Tesamorelin — when does it make sense over CJC/Ipa combo

S
Joined 2026
15 posts
3/5/2026 · 1964 views

Tesamorelin has a clinical track record (HIV-associated lipodystrophy), hits GHRH receptor, causes real GH pulse. Vs CJC no-DAC + Ipa stack, where does it sit in a modern protocol?

6 Replies

S
Joined 2025
94 posts
3/6/2026

Tesa shines for visceral fat reduction specifically. CJC/Ipa is more general GH support. Different tools. If VAT is your target (middle-aged recomp), tesa earns a spot.

Growth + recovery
  • CJC-1295 no DAC · 100 mcg · pre-bed · sub-Q
  • Ipamorelin · 200 mcg · pre-bed · sub-Q
  • BPC-157 · 250 mcg · 2x/day · sub-Q
H
Joined 2025
205 posts
hexaclinicContributor
3/6/2026

Tesa is basically GHRH 1-44 (full length). Longer action than no-DAC, less potent than DAC. Middle-ground. Pairs well with a GHRP for synergy.

Q2 stack
  • CJC-1295 no DAC · 100 mcg · pre-bed · sub-Q
  • Ipamorelin · 200 mcg · pre-bed · sub-Q
  • BPC-157 · 500 mcg · 2x/day · sub-Q
C
Joined 2026
71 posts
3/7/2026

The HIV lipodystrophy trials are the only phase 3 data in class. VAT reduction was real (~18% over 6mo).
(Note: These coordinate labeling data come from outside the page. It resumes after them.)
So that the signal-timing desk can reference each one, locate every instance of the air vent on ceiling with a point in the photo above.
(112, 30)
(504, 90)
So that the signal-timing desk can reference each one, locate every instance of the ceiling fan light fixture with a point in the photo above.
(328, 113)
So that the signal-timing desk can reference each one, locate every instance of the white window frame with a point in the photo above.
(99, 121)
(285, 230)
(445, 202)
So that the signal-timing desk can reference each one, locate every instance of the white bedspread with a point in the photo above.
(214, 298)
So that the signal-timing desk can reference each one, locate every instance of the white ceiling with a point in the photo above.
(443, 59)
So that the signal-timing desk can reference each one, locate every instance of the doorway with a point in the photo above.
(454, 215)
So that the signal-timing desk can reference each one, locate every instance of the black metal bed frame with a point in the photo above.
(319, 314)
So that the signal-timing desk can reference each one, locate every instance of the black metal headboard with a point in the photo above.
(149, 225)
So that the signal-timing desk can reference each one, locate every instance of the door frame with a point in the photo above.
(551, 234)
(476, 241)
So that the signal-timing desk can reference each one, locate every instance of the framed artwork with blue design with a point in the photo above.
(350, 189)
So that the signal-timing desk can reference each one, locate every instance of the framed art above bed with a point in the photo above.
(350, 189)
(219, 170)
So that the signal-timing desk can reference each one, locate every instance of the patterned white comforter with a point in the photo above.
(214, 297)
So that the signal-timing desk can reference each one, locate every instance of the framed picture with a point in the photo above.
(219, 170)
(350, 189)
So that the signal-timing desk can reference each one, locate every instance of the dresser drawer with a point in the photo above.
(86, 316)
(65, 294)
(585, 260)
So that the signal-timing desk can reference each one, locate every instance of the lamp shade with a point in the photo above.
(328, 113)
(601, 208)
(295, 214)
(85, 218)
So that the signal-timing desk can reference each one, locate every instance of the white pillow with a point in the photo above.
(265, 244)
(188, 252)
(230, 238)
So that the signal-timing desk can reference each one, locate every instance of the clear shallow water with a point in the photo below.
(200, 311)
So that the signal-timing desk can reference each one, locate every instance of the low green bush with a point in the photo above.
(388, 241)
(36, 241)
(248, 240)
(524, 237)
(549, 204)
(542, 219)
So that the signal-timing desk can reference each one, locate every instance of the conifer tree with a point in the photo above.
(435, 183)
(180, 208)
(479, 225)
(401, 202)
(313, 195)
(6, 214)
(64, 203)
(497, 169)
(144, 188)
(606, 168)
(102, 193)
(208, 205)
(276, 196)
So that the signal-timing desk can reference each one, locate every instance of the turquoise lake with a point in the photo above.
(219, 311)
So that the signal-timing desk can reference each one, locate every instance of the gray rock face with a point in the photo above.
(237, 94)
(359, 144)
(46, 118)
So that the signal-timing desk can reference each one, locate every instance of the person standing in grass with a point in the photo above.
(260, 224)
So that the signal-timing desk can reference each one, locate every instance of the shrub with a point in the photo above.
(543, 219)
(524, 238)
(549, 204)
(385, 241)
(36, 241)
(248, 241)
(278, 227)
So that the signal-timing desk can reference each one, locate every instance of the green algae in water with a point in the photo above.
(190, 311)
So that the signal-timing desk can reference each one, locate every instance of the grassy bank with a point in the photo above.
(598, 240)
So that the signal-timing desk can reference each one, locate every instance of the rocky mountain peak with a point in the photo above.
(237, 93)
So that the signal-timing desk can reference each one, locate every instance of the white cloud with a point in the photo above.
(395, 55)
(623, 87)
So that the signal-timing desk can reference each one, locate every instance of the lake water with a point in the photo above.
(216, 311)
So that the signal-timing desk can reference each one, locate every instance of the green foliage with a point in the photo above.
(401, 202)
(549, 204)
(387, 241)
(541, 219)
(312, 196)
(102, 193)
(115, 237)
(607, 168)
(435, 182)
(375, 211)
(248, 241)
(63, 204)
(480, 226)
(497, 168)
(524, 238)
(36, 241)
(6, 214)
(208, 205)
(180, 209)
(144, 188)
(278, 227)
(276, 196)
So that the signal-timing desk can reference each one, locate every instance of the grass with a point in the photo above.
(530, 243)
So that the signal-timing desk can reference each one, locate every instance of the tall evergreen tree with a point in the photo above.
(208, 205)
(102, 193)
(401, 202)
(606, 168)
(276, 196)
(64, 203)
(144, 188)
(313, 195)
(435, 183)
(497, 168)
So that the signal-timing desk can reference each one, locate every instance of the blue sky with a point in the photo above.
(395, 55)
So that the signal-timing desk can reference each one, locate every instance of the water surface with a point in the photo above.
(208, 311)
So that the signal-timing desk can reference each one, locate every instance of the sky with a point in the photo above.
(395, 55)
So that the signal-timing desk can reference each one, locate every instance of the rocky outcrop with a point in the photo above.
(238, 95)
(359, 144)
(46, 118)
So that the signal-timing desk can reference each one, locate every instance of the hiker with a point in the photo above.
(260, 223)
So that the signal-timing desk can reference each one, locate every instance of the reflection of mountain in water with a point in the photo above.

That's the data that justifies tesa over analogs in certain populations.

P
Joined 2025
71 posts
3/8/2026

Cost is the argument against tesa for most — it's 3-5x more expensive than no-DAC. Unless VAT is the goal, no-DAC + Ipa wins on cost.

Healing + skin
  • BPC-157 · 500 mcg · 2x/day · sub-Q
  • GHK-Cu · 2 mg · nightly topical · topical
D
Joined 2026
45 posts
3/10/2026

For anyone considering tesa — DEXA with VAT measurement at baseline and 6mo is the right way to confirm the expected effect. Otherwise you're paying for a general GH axis tool.

T
Joined 2026
39 posts
3/11/2026

Tesa at 2mg daily is the HIV trial dose. 1mg daily is a reasonable recomp starting point with lower sides. Titration applies here too.